Passing objects to functions has exactly the same behaviour, function parameters behave like variables assigned to the original arguments.

  1. public static void SomeMethod(SomeClass arg1){
  2. arg1.someField = "changed";
  3. }
  4.  
  5. var instance1 = new SomeClass();
  6. SomeMethod(instance1);
  7. instance1.someField; // -> "changed" -> field has changed
  8.  
  9. public static void OtherMethod(SomeClass arg1){
  10. arg1 = new SomeClass();
  11. }
  12.  
  13. var instance1 = new SomeClass();
  14. instance1.someField = "changed";
  15. OtherMethod(instance1);
  16. instance1.someField; // -> "changed" -> nothing changed
  17.  

Instances of SomeClass are mutable because the value of someField may be changed.
This mutation may happen mistakenly as a result of an uncontrolled access to the object via some copy of its reference, causing unexpected side effects like defects and memory leaks.
As long as the application code can reach an object - has some reference to it - the garbage collector can't free the memory allocated for that object. Short version of our desktop app architecture as an example:

  1. public static class EventBus{
  2. private static ISet<Subscriber> subscribers = new HashSet<Subscribers>();
  3. public void AddSubscriber(Subscriber subscriber){
  4. subscribers.Add(subscriber);
  5. }
  6. ...
  7. }
  8.  
  9. public class View{
  10. public ViewModel ViewModel;
  11.  
  12. public View(ViewModel viewModel){
  13. ViewModel = viewModel;
  14. }
  15. public void Init(){
  16. EventBus.AddSubscriber(ViewModel);
  17. }
  18. }
  19.  

The life cycle of the View instance is controlled by the framework, not by us. It may create a new instance every time the view is shown on screen and destroy the instance as it disappears. However we are adding a reference
to the static list of subscribers in the EventBus. As long as the subscribers list is not flushed, the garbage collector won't be able to set memory free for ViewModel and View instances, even though the view may not be even displayed. Opening that view many times will increase the memory consumption every time, that is a memory leak. In this particular case we unsubscribe the instance from the bus before hiding the view:

  1. public class View{
  2. public ViewModel ViewModel;
  3.  
  4. public View(ViewModel viewModel){
  5. ViewModel = viewModel;
  6. }
  7. public void Init(){
  8. EventBus.AddSubscriber(ViewModel);
  9. }
  10. public void Clear(){
  11. EventBus.RemoveSubscriber(ViewModel);
  12. }
  13. }
  14.  

In the case of the bus there isn't much we can do to avoid having two references to the same object in two different places, we have to be aware of this behavior. In C# there is the concept of Weak Reference but as far as I know we can't use it on WinRT (tablets).

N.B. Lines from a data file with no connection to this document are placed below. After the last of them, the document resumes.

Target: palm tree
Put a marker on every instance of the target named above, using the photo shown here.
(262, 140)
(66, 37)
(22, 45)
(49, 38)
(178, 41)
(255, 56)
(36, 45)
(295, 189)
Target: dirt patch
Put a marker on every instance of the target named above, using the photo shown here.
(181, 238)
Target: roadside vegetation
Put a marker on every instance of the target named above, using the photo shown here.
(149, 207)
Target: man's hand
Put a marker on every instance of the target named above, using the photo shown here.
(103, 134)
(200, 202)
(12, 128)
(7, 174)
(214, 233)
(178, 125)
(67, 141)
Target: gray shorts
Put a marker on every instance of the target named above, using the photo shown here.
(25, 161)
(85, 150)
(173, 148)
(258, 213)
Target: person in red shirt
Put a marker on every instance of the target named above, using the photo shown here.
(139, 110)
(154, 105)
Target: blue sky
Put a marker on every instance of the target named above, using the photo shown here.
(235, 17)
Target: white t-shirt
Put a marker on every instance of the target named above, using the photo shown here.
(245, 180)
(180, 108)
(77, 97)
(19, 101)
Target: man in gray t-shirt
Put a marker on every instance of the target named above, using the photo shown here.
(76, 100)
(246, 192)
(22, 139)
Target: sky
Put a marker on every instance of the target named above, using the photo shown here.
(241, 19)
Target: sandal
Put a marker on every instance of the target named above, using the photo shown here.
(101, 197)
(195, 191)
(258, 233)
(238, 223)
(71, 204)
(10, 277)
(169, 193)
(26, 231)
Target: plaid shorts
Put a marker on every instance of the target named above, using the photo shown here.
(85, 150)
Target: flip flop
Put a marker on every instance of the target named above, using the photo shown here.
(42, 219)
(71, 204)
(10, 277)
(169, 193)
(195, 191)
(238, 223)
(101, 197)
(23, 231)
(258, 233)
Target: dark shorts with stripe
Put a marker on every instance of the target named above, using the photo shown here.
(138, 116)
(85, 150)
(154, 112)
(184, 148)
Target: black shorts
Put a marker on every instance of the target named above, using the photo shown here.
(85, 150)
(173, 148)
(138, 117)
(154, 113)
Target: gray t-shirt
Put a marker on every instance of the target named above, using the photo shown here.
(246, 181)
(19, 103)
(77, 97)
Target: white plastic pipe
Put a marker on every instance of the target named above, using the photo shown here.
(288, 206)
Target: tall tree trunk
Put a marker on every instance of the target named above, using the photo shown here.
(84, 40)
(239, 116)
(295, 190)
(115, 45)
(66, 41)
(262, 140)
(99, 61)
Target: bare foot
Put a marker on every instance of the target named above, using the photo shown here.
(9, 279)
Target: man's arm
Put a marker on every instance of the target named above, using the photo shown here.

In some other cases though we may avoid side effects:

  • Avoid more than one reference per object, avoid state
  • Keep variables local, avoid instance variables (fields)
  • When the object is a value object, design it to be immutable
  • In the case of collections, use ReadOnlyCollection when they must keep their size
  • If the object can't be designed immutable but you need to avoid state changes at all cost, clone the object returning a deep copy of it

We may be tempted to clone objects every time someone asks for a reference to them. However this may not be possible (like with the EventBus) or it may be too expensive and complex. I'd say that cloning is the last alternative and perhaps the need for it is a design smell. Who is responsible for ensuring that object references are not causing memory leaks? It boils down to the "less surprise" principle. We should design interfaces (methods) in such a way that it's obvious how references and state are going to be managed. If it looks like the consumer (the one asking for the reference) will not be aware of it and the consumer will likely make undesired changes to the object, then cloning the object could be a good defensive approach. But I would rather try to think how to make the API more expressive considering context and level of abstraction. I assume that the caller understands how references work.

If you, dear reader, provide some code examples I will be able to clarify my point with code. I'll update this post if I come up with some snippets.